In 2021, only around 1 percent of new cars sold in the U.S. came with three pedals and a stick shift, reported The New York Times. Whole generations of American drivers have been able to get by without learning to drive stick at all. At the same time that sales of these manual transmissions were dwindling, the market became saturated with SUVs, crossovers and luxury pickup trucks. It all comes in stark contrast to the buying patterns in Europe and Asia, where small manual hatchbacks practically run the streets – some 80 percent of cars on the roads there are manual. But even on those continents, trends are changing.
So why is that? First, a look at the U.S. It seems like an inherently American trait to make everything as big and cushy as possible, including cars. When you look at prewar cars across the globe, the vast majority of them had manually operated gearboxes. Then, swinging into the '50s after World War II, automatic transmissions became a premium add-on for many American cars. Customers were liable to take that option because they didn't want to deal with shifting through their commute, and because they could easily cover the additional cost. By 1957, auto boxes had already taken over 80 percent of the U.S. market.
Around the same time, American cars ballooned to much greater sizes than their Euro and Japanese counterparts, a trend that wouldn't be interrupted until the oil crisis of the '70s.

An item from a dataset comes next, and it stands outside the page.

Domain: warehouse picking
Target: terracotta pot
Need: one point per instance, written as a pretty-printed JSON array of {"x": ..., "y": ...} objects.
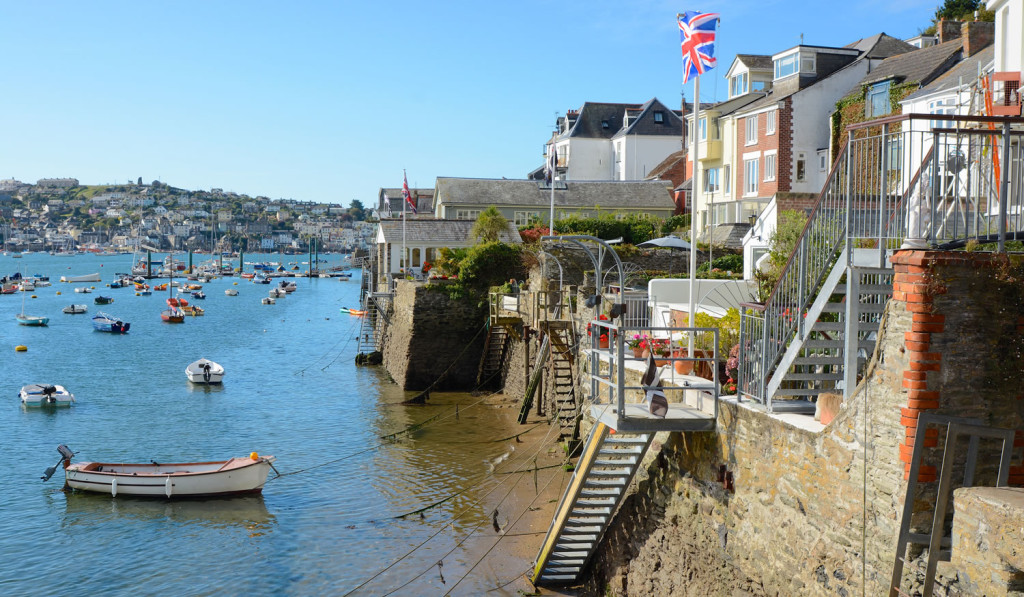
[{"x": 683, "y": 367}]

East of the Atlantic, they stuck with small manual cars because they were more fuel-efficient, and cheaper to produce. Inexpensive cars were a necessity in the continents that saw their lands and factories ravaged by the war. Meanwhile, the U.S. was oil-rich, and shielded from the economic fallout of the conflict, so frugality was of no concern. Americans, back then and today, take significantly longer commutes by car, while Europeans are more likely to take shorter road trips and rely more on public transit. It's another big reason that Americans so quickly latched onto the convenience of an automatic.

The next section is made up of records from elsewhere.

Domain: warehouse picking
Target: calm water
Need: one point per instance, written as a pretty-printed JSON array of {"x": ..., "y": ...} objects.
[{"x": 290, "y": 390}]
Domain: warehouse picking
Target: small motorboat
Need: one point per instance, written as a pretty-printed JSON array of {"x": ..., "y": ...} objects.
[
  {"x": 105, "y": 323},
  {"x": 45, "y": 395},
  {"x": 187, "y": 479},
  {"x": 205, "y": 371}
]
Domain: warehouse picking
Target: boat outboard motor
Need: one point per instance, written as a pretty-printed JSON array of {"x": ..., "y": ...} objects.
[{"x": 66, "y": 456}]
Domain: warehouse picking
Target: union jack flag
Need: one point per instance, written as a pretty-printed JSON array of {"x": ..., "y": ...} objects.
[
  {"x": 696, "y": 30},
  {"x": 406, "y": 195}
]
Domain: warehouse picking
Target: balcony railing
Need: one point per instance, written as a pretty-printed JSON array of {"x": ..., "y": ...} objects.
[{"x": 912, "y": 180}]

One segment where manual transmissions were able to maintain a foothold was the dedicated sports car market. Many of these cars from makers like Porsche, Ferrari and Datsun were foreign imports. They usually had no automatic option at all. If they did, it offered subpar performance and driving feel. Cars like these cemented in American minds the notion that shifting your own gears was a rite of passage for real car enthusiasts, even though every bored kid in the Eastern Hemisphere learned to do it for their license.